Dosage interruptions due to an adverse reaction occurred in 43% of patients who received PEMAZYRE. Adverse reactions requiring dosage interruption in ≥1% of patients included stomatitis, palmar-plantar erythrodysesthesia syndrome, arthralgia, fatigue, abdominal pain, AST increased, asthenia, pyrexia, ALT increased, cholangitis, small intestinal obstruction, alkaline phosphatase increased, diarrhea, hyperbilirubinemia, electrocardiogram QT prolonged, decreased appetite, dehydration, hypercalcemia, hyperphosphatemia, hypophosphatemia, back pain, pain in extremity, syncope, acute kidney injury, onychomadesis, and hypotension.

Dose reductions due to an adverse reaction occurred in 14% of patients who received PEMAZYRE. Adverse reactions requiring dosage reductions in ≥1% of patients who received PEMAZYRE included stomatitis, arthralgia, palmar-plantar erythrodysesthesia syndrome, asthenia, and onychomadesis.

Clinically relevant adverse reactions occurring in ≤10% of patients included fractures (2.1%). In all patients treated with pemigatinib, 0.5% experienced pathologic fractures (which included patients with and without cholangiocarcinoma [N = 635]). Soft tissue mineralization, including cutaneous calcification, calcinosis, and non-uremic calciphylaxis associated with hyperphosphatemia were observed with PEMAZYRE treatment.

Within the first 21-day cycle of PEMAZYRE dosing, serum creatinine increased (mean increase of 0.2 mg/dL) and reached steady state by Day 8, and then decreased during the 7 days off therapy. Consider alternative markers of renal function if persistent elevations in serum creatinine are observed.

In cholangiocarcinoma (n=146) the most common adverse reactions (incidence ≥20%) were hyperphosphatemia (60%), alopecia (49%), diarrhea (47%), nail toxicity (43%), fatigue (42%), dysgeusia (40%), nausea (40%), constipation (35%), stomatitis (35%), dry eye (35%), dry mouth (34%), decreased appetite (33%), vomiting (27%), arthralgia (25%), abdominal pain (23%), hypophosphatemia (23%), back pain (20%), and dry skin (20%).

Drug Interactions

Avoid concomitant use of strong and moderate CYP3A inhibitors with PEMAZYRE. Reduce the dose of PEMAZYRE if concomitant use with a strong or moderate CYP3A inhibitor cannot be avoided. Avoid concomitant use of strong and moderate CYP3A inducers with PEMAZYRE.

Special Populations

Advise lactating women not to breastfeed during treatment with PEMAZYRE and for 1 week after the last dose.

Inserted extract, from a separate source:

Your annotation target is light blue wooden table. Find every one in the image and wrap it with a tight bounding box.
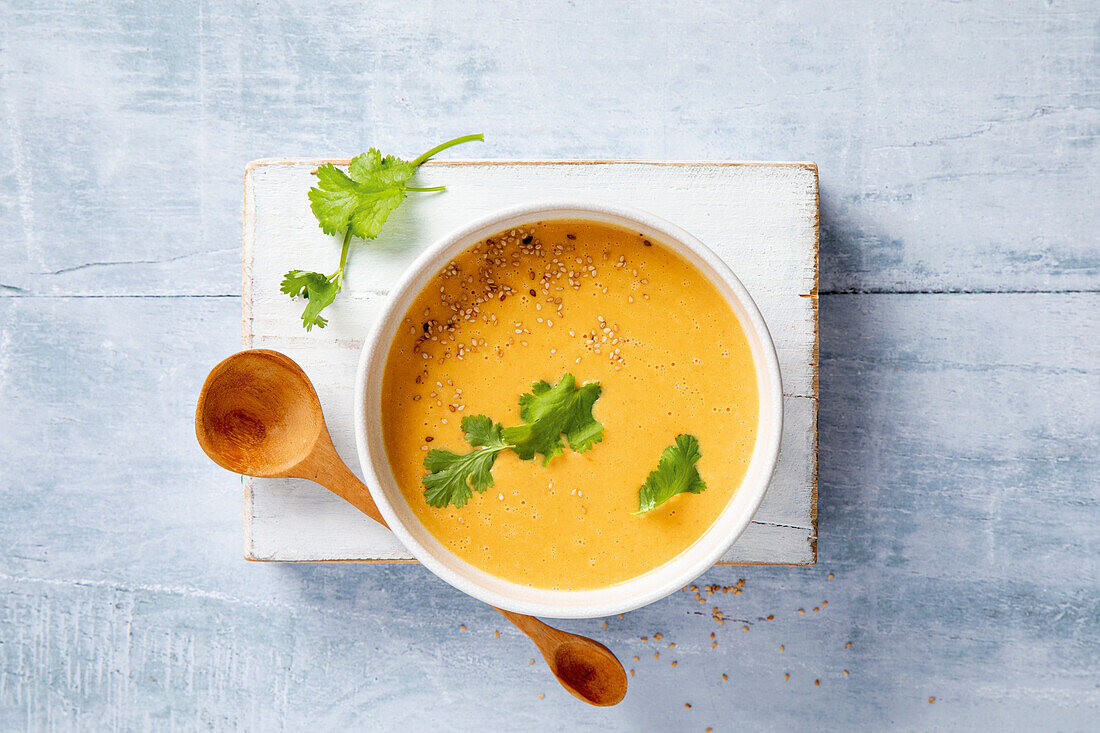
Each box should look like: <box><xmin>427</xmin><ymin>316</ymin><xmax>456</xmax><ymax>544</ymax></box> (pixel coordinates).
<box><xmin>0</xmin><ymin>0</ymin><xmax>1100</xmax><ymax>732</ymax></box>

Reduce the recommended dose of PEMAZYRE for patients with severe renal impairment as described in the prescribing information.

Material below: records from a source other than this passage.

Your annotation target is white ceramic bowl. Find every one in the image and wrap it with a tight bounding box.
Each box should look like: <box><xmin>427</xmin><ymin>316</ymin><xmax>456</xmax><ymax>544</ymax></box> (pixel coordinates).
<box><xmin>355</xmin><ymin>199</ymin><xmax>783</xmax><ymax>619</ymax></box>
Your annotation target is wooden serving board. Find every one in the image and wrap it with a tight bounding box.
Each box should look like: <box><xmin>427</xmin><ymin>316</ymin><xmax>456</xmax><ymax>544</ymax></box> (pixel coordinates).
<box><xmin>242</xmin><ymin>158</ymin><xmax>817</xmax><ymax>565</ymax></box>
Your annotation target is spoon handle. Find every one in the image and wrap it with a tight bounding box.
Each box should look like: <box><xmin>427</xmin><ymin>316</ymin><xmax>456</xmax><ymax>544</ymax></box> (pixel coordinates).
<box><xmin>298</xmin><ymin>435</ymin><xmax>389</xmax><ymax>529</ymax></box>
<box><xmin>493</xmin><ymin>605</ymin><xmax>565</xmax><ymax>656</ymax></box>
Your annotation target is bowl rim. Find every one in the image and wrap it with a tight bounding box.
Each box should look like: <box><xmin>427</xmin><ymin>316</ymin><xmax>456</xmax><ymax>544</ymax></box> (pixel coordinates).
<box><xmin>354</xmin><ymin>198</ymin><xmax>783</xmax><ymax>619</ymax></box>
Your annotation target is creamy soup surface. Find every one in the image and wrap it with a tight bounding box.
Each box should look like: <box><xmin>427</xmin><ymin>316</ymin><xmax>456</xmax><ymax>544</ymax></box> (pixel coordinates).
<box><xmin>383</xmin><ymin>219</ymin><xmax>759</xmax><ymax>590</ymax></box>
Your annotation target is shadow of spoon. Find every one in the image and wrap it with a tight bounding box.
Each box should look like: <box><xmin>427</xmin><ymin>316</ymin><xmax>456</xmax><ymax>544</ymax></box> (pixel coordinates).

Reduce the recommended dose of PEMAZYRE for patients with severe hepatic impairment as described in the prescribing information.

Indications and Usage

PEMAZYRE® is indicated for the treatment of adults with previously treated, unresectable locally advanced or metastatic cholangiocarcinoma with a fibroblast growth factor receptor 2 (FGFR2) fusion or other rearrangement as detected by an FDA-approved test.

This indication is approved under accelerated approval based on overall response rate and duration of response. Continued approval for this indication may be contingent upon verification and description of clinical benefit in a confirmatory trial(s).